PLEASE STOP: Saoirse Ronan’s Name and Accent Are NOT Narrative Devices
Despite how many chat show hosts seem to think so
All right. All fucking right. There’s a month left in major movie awards season, and that means the Oscar nominees will continue to be trotted out across the late night circuit to campaign for themselves and their studios — for our consideration. That also means that, if past is precedent, every single time we see Saoirse Ronan from now until the end of her exhaustive trophy quest in February she will get asked ALL ABOUT HER NAME and ALL ABOUT HER ACCENT.
That crazy name! With all those vowels! S-A-O-I-R-S-E. Is it even English?
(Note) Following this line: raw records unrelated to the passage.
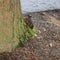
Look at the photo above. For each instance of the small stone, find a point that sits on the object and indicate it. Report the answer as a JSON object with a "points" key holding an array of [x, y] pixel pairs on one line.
{"points": [[39, 31], [35, 35]]}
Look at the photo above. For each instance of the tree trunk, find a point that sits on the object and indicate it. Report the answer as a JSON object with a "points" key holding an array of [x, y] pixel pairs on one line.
{"points": [[13, 30]]}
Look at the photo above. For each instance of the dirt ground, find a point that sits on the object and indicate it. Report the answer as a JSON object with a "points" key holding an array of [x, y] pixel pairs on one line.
{"points": [[45, 45]]}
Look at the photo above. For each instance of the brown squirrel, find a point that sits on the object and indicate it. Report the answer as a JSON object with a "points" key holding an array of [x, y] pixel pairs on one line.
{"points": [[28, 21]]}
Is it even human?! Jesus fuck is Saoirse Ronan from Mars, you guuuyyyzzzz?????? And the accent! It’s so exotic, and so adorable! Teach us how to talk like you — please?! And tell us where to find your pot of gold!
How is this still happening? Saoirse Ronan was nominated for her first Oscar when she was 13. She made such a big impression in like 5 minutes worth of screen time she got an Academy Award nod for best supporting actress. You remember her (if you like period pieces). She played the precious and scheming Briony Tallis.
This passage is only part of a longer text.